Lani Kuncl, 71, taught English and keeps everybody laughing with her wit; Beverly Ginsberg, 70, was an administrator at the NYU School of Medicine and organizes team mixers (and you know how important those are); Durinda Stewart, 69, began playing tennis at a club built by her husband’s family and the Osmond family of Provo, Utah, and she has 21 grandchildren; Karin Bridges, 68, has a deadly forehand and is a dedicated follower of fashion. Or maybe she just has a sore knee.

Barbara Booth, 68, is a retired math teacher; Rosie Sulistio, 68, a retired nurse; Patty Yamano, a retired educator; Marci Loss, a retired office manager.
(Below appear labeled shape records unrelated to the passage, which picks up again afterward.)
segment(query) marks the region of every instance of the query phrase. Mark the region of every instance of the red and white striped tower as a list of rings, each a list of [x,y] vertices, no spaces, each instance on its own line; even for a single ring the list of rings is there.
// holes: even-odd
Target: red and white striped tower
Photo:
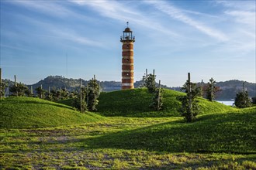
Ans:
[[[128,27],[123,32],[120,38],[122,46],[122,90],[133,89],[133,42],[132,30]]]

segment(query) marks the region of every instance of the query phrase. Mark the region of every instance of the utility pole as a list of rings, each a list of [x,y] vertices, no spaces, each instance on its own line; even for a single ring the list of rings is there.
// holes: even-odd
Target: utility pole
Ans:
[[[81,112],[82,112],[82,106],[81,106],[81,100],[82,100],[82,97],[81,97],[81,79],[80,79],[80,110]]]
[[[43,85],[41,84],[41,99],[43,99]]]
[[[0,99],[2,99],[2,68],[0,68]]]
[[[213,101],[213,83],[214,83],[213,77],[209,80],[211,82],[211,100],[210,100],[210,101]]]
[[[157,110],[160,110],[160,94],[161,94],[161,80],[159,80],[159,90],[158,90],[158,98],[157,98]]]
[[[192,117],[192,97],[191,97],[191,82],[190,82],[190,73],[188,73],[188,80],[189,80],[189,112],[190,114],[190,117]]]
[[[201,81],[201,97],[203,97],[203,88],[202,88],[202,86],[203,86],[203,80],[202,80],[202,81]]]
[[[30,87],[31,94],[33,95],[33,86]]]
[[[87,106],[88,106],[89,104],[89,85],[87,84],[87,87],[86,87],[86,104],[87,104]]]
[[[16,75],[14,75],[14,85],[15,85],[16,89],[16,96],[18,96]]]

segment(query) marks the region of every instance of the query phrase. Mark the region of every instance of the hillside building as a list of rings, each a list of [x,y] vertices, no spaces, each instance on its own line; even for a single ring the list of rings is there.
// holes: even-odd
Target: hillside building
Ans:
[[[133,89],[133,42],[135,36],[128,27],[123,32],[120,37],[122,46],[122,90]]]

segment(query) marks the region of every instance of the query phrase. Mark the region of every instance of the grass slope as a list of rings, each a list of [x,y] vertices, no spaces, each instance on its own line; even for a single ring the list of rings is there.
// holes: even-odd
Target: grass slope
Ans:
[[[95,148],[154,151],[256,154],[256,107],[202,115],[198,121],[171,121],[91,138]]]
[[[99,96],[97,108],[98,111],[105,116],[179,116],[180,114],[177,110],[180,107],[181,104],[177,100],[176,97],[182,95],[185,95],[185,94],[164,89],[163,93],[163,109],[160,111],[155,111],[149,107],[152,94],[149,94],[146,88],[103,93]],[[202,98],[199,99],[199,105],[201,114],[235,110],[231,107],[215,101],[209,102]]]
[[[72,107],[33,97],[7,97],[0,100],[0,128],[31,128],[83,124],[102,120],[81,114]]]

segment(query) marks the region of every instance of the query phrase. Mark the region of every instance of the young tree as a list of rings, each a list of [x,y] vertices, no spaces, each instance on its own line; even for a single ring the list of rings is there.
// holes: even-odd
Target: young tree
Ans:
[[[0,83],[0,98],[5,97],[5,91],[6,87],[7,87],[7,84],[5,83],[4,82],[2,82]]]
[[[245,90],[245,83],[244,82],[244,90],[237,94],[235,105],[239,108],[244,108],[251,106],[251,100],[249,98],[248,92]]]
[[[192,122],[195,119],[199,112],[196,97],[200,96],[200,88],[196,86],[196,83],[190,82],[190,73],[189,73],[189,80],[182,88],[182,90],[185,90],[187,95],[178,97],[182,102],[182,107],[179,109],[179,112],[186,119],[187,122]]]
[[[216,97],[216,94],[220,91],[220,89],[219,87],[216,87],[216,81],[211,78],[209,80],[209,82],[207,83],[206,87],[206,99],[208,99],[209,101],[213,101],[214,98]]]
[[[256,97],[251,98],[251,102],[253,104],[256,104]]]
[[[80,93],[77,93],[74,99],[74,107],[78,108],[81,112],[88,110],[87,106],[88,90],[86,87],[81,87]]]
[[[163,97],[162,97],[163,90],[161,88],[160,84],[161,84],[161,81],[159,80],[159,87],[156,88],[152,97],[152,103],[150,105],[150,107],[153,107],[156,110],[161,110],[163,105]]]
[[[248,92],[239,92],[235,98],[235,105],[239,108],[245,108],[251,106],[251,100],[249,98]]]
[[[147,74],[147,69],[146,69],[146,75],[142,77],[142,87],[146,87],[150,94],[153,94],[156,90],[156,76],[154,75],[154,70],[153,70],[153,74]]]
[[[45,97],[46,90],[43,89],[42,86],[36,87],[35,90],[36,91],[37,96],[40,98],[43,99]]]
[[[9,89],[10,92],[12,93],[12,96],[23,97],[25,96],[25,91],[28,90],[28,87],[25,84],[19,83],[12,86]]]
[[[88,86],[88,108],[90,111],[95,111],[97,110],[96,105],[99,103],[97,99],[100,94],[99,87],[95,77],[89,81]]]

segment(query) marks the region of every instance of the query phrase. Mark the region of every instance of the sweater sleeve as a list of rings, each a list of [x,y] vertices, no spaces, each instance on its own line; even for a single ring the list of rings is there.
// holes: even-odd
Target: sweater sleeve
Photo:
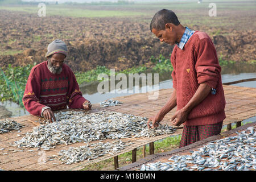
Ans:
[[[195,64],[199,84],[205,82],[210,88],[216,88],[221,71],[216,51],[209,37],[199,40],[195,48]]]
[[[175,48],[171,55],[171,62],[172,65],[172,67],[174,68],[174,70],[172,72],[172,87],[177,90],[177,75],[176,74],[176,59],[175,59]]]
[[[30,114],[40,116],[42,109],[46,106],[39,103],[41,83],[40,78],[37,78],[35,75],[34,70],[31,71],[26,85],[22,102]]]
[[[68,106],[71,109],[83,109],[82,104],[86,100],[82,97],[76,77],[70,70],[71,78],[69,78],[68,92]]]

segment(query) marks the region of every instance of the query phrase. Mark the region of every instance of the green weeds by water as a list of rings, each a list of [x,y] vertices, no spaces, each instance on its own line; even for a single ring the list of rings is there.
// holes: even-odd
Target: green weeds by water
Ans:
[[[152,63],[153,66],[150,68],[146,65],[134,67],[125,70],[115,71],[115,75],[122,73],[126,75],[129,73],[166,73],[166,72],[172,71],[173,68],[169,59],[166,59],[162,55],[158,57],[152,56],[148,61]],[[233,61],[228,61],[223,59],[222,56],[219,58],[221,66],[233,64]],[[251,63],[255,63],[252,60]],[[23,107],[22,99],[24,94],[27,80],[30,71],[34,65],[27,65],[25,67],[12,67],[10,64],[8,68],[0,71],[0,101],[5,101],[10,100],[19,104]],[[105,66],[98,66],[94,69],[90,70],[85,72],[75,73],[76,78],[79,85],[83,82],[90,82],[100,81],[98,80],[98,76],[100,73],[106,74],[109,77],[110,76],[110,70]]]

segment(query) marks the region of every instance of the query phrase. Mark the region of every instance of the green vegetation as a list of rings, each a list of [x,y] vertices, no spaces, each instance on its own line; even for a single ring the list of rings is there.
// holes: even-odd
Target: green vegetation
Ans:
[[[22,97],[27,78],[34,65],[12,68],[9,64],[5,71],[0,69],[1,101],[14,101],[23,106]]]
[[[125,70],[115,71],[115,75],[118,73],[159,73],[164,74],[167,72],[171,72],[174,69],[169,59],[166,59],[162,55],[158,58],[154,56],[150,57],[149,61],[153,64],[153,67],[148,68],[146,65],[134,67]],[[222,56],[219,57],[220,65],[221,66],[229,65],[235,63],[235,61],[225,60]],[[251,60],[253,65],[255,64],[255,60]],[[247,63],[249,64],[250,63]],[[35,65],[35,64],[34,64]],[[1,69],[0,72],[0,101],[4,101],[11,100],[18,103],[23,107],[20,98],[22,98],[26,84],[27,82],[30,71],[33,65],[28,65],[26,67],[11,67],[11,65],[4,71]],[[98,80],[98,75],[100,73],[105,73],[110,76],[110,70],[105,66],[97,66],[94,69],[89,70],[85,72],[75,73],[77,82],[79,85],[83,82],[92,82],[100,81]],[[11,85],[11,86],[10,86]]]
[[[10,11],[24,11],[28,13],[37,14],[40,9],[35,6],[1,6],[0,10]],[[133,12],[129,11],[114,10],[92,10],[82,9],[63,6],[47,5],[46,6],[46,16],[60,15],[69,17],[110,17],[110,16],[130,16],[134,15],[142,15],[144,14],[141,12]]]

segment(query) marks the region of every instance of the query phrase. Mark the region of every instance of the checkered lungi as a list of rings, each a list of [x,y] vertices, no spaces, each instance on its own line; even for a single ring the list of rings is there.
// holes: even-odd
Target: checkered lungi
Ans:
[[[184,126],[180,148],[208,137],[219,134],[223,121],[216,124],[200,126]]]

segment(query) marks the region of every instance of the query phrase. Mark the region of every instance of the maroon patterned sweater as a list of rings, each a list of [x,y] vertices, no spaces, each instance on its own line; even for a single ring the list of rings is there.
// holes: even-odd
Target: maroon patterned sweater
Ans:
[[[47,61],[32,68],[22,99],[27,110],[37,116],[46,106],[52,110],[65,109],[67,105],[82,109],[85,101],[69,67],[63,64],[61,73],[53,74],[47,67]]]
[[[225,118],[224,97],[221,82],[221,68],[216,51],[209,36],[196,31],[188,39],[183,49],[174,48],[171,55],[174,67],[173,87],[176,90],[177,110],[183,108],[193,96],[199,85],[206,83],[216,90],[195,106],[183,123],[187,126],[211,125]]]

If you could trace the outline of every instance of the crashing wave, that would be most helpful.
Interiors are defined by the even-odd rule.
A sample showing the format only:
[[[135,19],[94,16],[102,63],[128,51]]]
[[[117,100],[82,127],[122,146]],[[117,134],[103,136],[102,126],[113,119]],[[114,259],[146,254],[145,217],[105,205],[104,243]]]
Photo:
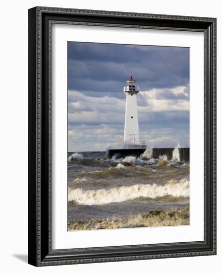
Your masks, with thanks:
[[[189,181],[170,180],[163,185],[156,184],[136,184],[130,186],[115,187],[106,190],[85,191],[82,189],[68,189],[68,202],[79,205],[102,205],[123,202],[140,197],[155,199],[166,196],[173,197],[189,197]]]
[[[74,152],[68,157],[68,160],[70,161],[72,159],[82,159],[83,158],[83,156],[82,154],[81,154],[81,153],[79,153],[78,152]]]
[[[106,219],[70,222],[68,224],[68,230],[86,230],[189,225],[189,212],[188,206],[180,209],[170,208],[166,210],[153,210],[146,214],[130,215],[125,218],[113,216]]]

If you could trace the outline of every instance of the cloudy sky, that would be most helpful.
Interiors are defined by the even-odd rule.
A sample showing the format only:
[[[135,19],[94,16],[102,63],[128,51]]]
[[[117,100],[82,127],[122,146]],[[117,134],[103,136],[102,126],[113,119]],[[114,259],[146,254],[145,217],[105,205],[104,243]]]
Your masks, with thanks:
[[[68,150],[105,151],[123,139],[131,75],[140,138],[148,148],[189,145],[189,49],[69,42]]]

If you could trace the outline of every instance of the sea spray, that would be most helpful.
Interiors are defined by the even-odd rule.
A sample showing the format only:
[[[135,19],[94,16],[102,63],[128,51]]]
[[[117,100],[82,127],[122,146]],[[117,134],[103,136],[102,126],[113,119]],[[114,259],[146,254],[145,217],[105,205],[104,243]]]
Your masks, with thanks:
[[[174,149],[172,152],[172,161],[180,161],[180,159],[179,158],[179,143],[178,143],[177,145],[175,147]]]
[[[82,159],[83,158],[83,156],[82,154],[78,152],[75,152],[68,157],[68,160],[70,161],[72,159]]]
[[[68,189],[68,201],[79,205],[102,205],[119,203],[140,197],[155,199],[166,196],[189,197],[189,181],[170,180],[164,185],[156,184],[135,184],[130,186],[115,187],[109,190],[84,190],[81,188]]]
[[[152,154],[153,152],[152,150],[149,151],[148,150],[146,150],[145,152],[140,155],[139,158],[143,160],[148,160],[152,158]]]

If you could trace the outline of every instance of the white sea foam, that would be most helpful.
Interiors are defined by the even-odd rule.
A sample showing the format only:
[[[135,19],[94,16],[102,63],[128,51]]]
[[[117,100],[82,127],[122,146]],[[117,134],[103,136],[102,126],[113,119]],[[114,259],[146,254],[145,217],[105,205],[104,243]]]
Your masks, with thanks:
[[[189,191],[189,181],[186,179],[170,180],[164,185],[136,184],[129,187],[115,187],[109,190],[85,191],[69,188],[68,201],[74,201],[79,205],[102,205],[140,197],[155,199],[167,195],[188,197]]]
[[[121,164],[120,163],[119,163],[116,167],[115,167],[116,169],[124,169],[125,168],[125,166],[123,165],[122,164]]]
[[[150,159],[152,158],[152,151],[146,150],[145,152],[140,155],[139,158],[142,159]]]
[[[125,158],[122,160],[123,162],[128,163],[129,164],[135,164],[136,162],[136,157],[135,156],[126,156]]]
[[[179,143],[178,143],[177,145],[175,147],[173,152],[172,152],[172,158],[171,160],[173,161],[180,161],[180,159],[179,158]]]
[[[80,182],[86,182],[88,181],[87,178],[86,177],[83,177],[83,178],[78,178],[78,177],[76,178],[74,180],[74,182],[80,183]]]
[[[71,155],[68,157],[68,160],[69,161],[71,159],[82,159],[83,158],[83,156],[81,153],[78,152],[74,152]]]

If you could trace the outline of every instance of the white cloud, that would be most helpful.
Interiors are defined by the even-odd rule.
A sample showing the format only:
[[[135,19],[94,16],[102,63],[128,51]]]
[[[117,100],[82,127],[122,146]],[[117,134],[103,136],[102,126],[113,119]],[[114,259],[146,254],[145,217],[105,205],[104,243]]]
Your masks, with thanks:
[[[154,88],[138,95],[139,121],[143,124],[140,138],[148,147],[174,146],[178,142],[185,145],[189,141],[187,128],[166,126],[161,113],[164,112],[166,121],[187,119],[187,88]],[[68,95],[69,151],[105,150],[112,143],[123,140],[125,98],[93,97],[75,90],[69,90]],[[185,98],[177,98],[180,97]],[[151,120],[156,126],[148,130],[148,125],[152,128]]]

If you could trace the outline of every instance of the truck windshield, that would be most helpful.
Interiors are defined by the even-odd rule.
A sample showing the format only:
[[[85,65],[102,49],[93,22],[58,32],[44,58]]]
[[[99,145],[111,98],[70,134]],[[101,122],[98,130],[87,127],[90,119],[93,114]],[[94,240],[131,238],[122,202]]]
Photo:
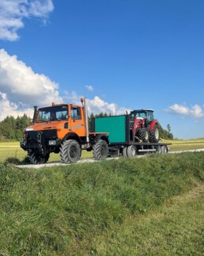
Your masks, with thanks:
[[[67,119],[68,105],[58,105],[54,107],[40,109],[38,113],[37,123]]]

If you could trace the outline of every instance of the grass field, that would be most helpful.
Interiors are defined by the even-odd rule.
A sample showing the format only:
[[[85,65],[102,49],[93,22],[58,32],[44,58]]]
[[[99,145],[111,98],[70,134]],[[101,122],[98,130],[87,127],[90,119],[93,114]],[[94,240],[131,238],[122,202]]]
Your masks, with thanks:
[[[204,138],[188,140],[164,140],[166,143],[171,143],[169,146],[171,151],[184,151],[204,148]],[[17,141],[0,142],[0,162],[3,162],[6,159],[15,158],[20,161],[23,160],[27,153],[20,147],[20,143]],[[83,151],[82,159],[92,158],[93,153]],[[49,162],[60,161],[59,154],[52,153]]]
[[[204,152],[0,164],[0,255],[203,255]]]
[[[0,162],[3,162],[6,159],[14,158],[20,161],[27,156],[27,152],[20,147],[18,141],[0,142]],[[83,151],[81,154],[82,159],[89,159],[93,157],[92,152]],[[51,153],[49,162],[60,161],[59,154]]]

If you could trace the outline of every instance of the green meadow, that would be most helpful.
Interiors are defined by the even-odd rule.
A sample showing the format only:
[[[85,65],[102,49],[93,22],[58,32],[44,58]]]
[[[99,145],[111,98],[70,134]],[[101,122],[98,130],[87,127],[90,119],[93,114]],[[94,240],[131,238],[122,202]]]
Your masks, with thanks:
[[[170,143],[170,151],[185,151],[204,148],[204,138],[188,140],[163,140]],[[27,155],[27,153],[20,147],[18,141],[0,142],[0,162],[3,162],[6,159],[14,158],[22,161]],[[93,153],[82,151],[81,158],[92,158]],[[58,154],[52,153],[49,162],[60,161]]]
[[[0,202],[0,255],[204,254],[204,152],[37,170],[5,162]]]

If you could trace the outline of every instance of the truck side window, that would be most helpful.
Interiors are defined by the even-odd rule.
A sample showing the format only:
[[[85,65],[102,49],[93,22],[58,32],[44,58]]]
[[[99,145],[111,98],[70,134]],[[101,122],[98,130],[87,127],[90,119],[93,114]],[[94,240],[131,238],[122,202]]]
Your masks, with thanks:
[[[71,107],[71,118],[72,120],[81,120],[81,108],[79,107]]]

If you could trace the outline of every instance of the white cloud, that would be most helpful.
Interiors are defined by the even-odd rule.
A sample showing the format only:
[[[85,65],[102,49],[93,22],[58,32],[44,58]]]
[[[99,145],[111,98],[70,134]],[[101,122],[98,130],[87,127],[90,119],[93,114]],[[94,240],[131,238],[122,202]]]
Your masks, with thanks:
[[[64,92],[65,96],[63,97],[64,101],[69,103],[74,103],[76,105],[81,104],[81,97],[84,97],[83,96],[78,96],[75,91]],[[87,106],[88,112],[90,115],[92,113],[93,114],[98,114],[101,112],[107,113],[108,114],[111,113],[112,115],[120,115],[125,114],[126,111],[130,112],[130,109],[119,107],[115,103],[108,103],[103,101],[98,96],[95,96],[93,99],[87,98]]]
[[[30,112],[33,105],[62,102],[58,84],[44,75],[35,73],[16,55],[10,56],[3,49],[0,50],[0,120],[7,113],[5,106],[16,117]]]
[[[90,90],[90,91],[93,91],[93,87],[92,86],[85,86],[85,88],[88,90]]]
[[[168,109],[166,111],[178,115],[190,116],[194,118],[204,117],[204,112],[202,107],[199,106],[198,104],[192,105],[191,106],[191,108],[189,108],[186,105],[179,105],[176,103],[168,107]]]
[[[53,10],[51,0],[1,0],[0,39],[18,40],[17,31],[24,27],[25,17],[37,17],[46,23]]]
[[[26,113],[28,117],[32,117],[33,115],[33,109],[27,108],[25,109],[19,109],[19,105],[16,103],[10,102],[6,97],[6,94],[0,92],[0,121],[6,118],[7,116],[13,116],[17,117],[21,117]]]
[[[74,103],[81,105],[81,97],[75,91],[65,91],[61,97],[59,86],[44,75],[35,73],[30,67],[0,50],[0,121],[7,116],[32,117],[33,105],[46,106],[55,103]],[[95,96],[87,99],[89,113],[101,112],[112,115],[124,114],[130,109],[108,103]],[[198,110],[197,110],[198,111]]]

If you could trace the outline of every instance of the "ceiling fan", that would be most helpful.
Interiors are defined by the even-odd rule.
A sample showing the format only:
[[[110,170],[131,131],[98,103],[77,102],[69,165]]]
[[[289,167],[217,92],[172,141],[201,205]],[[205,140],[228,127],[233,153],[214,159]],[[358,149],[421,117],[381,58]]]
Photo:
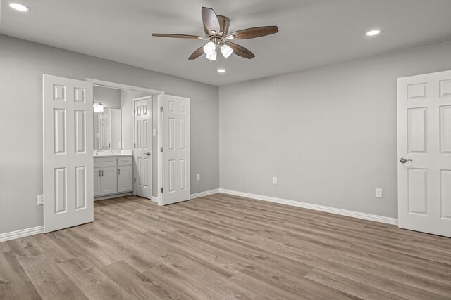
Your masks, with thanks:
[[[162,33],[153,33],[152,37],[209,40],[210,41],[206,43],[206,44],[194,51],[189,59],[196,59],[205,53],[206,54],[207,59],[216,60],[217,54],[216,48],[218,48],[226,58],[232,53],[235,53],[245,58],[251,59],[255,57],[253,53],[237,44],[230,41],[230,40],[253,39],[254,37],[273,34],[279,32],[277,26],[263,26],[247,28],[228,33],[230,25],[228,18],[224,17],[223,15],[217,15],[212,8],[208,7],[202,7],[202,13],[205,37]]]

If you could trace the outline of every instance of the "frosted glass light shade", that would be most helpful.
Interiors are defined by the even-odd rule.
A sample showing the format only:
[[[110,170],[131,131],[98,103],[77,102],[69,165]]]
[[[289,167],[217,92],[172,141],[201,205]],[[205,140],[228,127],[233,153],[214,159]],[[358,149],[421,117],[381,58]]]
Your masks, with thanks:
[[[210,60],[216,60],[217,54],[218,52],[215,50],[213,53],[206,55],[206,59]]]
[[[206,55],[211,55],[214,52],[216,51],[216,45],[214,44],[213,41],[210,41],[209,43],[206,43],[205,46],[204,46],[204,52]]]
[[[31,9],[30,9],[30,8],[28,6],[27,6],[26,5],[23,5],[22,4],[16,3],[16,2],[10,3],[9,4],[9,7],[11,7],[13,9],[16,9],[16,11],[31,11]]]
[[[233,49],[227,45],[223,45],[221,47],[221,53],[223,53],[223,56],[224,56],[226,58],[227,58],[232,55]]]

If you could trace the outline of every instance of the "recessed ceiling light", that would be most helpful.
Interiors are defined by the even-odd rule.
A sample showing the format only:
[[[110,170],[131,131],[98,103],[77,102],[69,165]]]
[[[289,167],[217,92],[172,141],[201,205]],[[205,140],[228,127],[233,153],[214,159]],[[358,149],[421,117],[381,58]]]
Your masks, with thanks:
[[[381,33],[381,30],[370,30],[368,32],[366,32],[366,35],[368,35],[369,37],[372,37],[373,35],[378,35],[380,33]]]
[[[9,4],[9,7],[11,7],[13,9],[16,9],[16,11],[31,11],[31,9],[27,6],[26,5],[23,5],[23,4],[20,4],[20,3],[17,3],[17,2],[11,2]]]

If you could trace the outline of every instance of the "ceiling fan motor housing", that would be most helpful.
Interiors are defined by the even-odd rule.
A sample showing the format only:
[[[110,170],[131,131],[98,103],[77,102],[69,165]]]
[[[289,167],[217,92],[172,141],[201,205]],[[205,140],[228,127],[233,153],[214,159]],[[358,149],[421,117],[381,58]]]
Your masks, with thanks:
[[[208,30],[205,27],[205,24],[204,24],[204,30],[205,31],[205,34],[207,37],[210,37],[210,41],[213,41],[216,45],[221,44],[222,41],[222,38],[226,37],[227,34],[228,33],[228,28],[230,25],[230,20],[228,18],[224,17],[223,15],[218,15],[218,20],[219,21],[219,28],[222,34],[220,34],[220,32],[218,32],[217,37],[216,34],[214,36],[210,35],[210,32],[209,32]]]

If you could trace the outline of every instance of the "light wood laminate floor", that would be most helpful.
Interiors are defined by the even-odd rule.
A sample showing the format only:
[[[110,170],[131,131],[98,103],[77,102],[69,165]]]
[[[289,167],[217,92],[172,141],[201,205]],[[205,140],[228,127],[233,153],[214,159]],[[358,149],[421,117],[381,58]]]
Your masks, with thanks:
[[[0,299],[450,299],[451,239],[216,194],[0,243]]]

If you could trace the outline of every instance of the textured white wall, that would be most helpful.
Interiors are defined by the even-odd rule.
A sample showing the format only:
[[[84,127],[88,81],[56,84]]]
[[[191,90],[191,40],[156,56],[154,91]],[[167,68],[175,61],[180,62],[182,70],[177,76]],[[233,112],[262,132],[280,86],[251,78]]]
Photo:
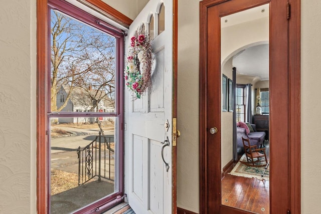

At 61, she’s the baby of the team.

Eight of the 12 players are married; 12 of the 12 say tennis had added years to their lives physically, and decades to their lives, socially.

“We have team-bonding parties; go out to lunches after matches,” says Josie Baker, the captain with the knee braces.

She said there was a major shindig after this year’s sectionals at BJ’s Restaurant and Brewhouse, where “the manager treated us with a special high-calorie dessert after a long day.”

But this weekend in Arizona it won’t be about high-calorie desserts or even the championship trophy. It will only be a little about whacking fierce groundstrokes. It will be a lot about sharing a good time with friends.

It will be about pink marshmallow hearts and yellow marshmallow moons and orange marshmallow stars and green marshmallow clovers.

It will about reaching for the little plastic wristwatch in the bottom of the Lucky Charms box.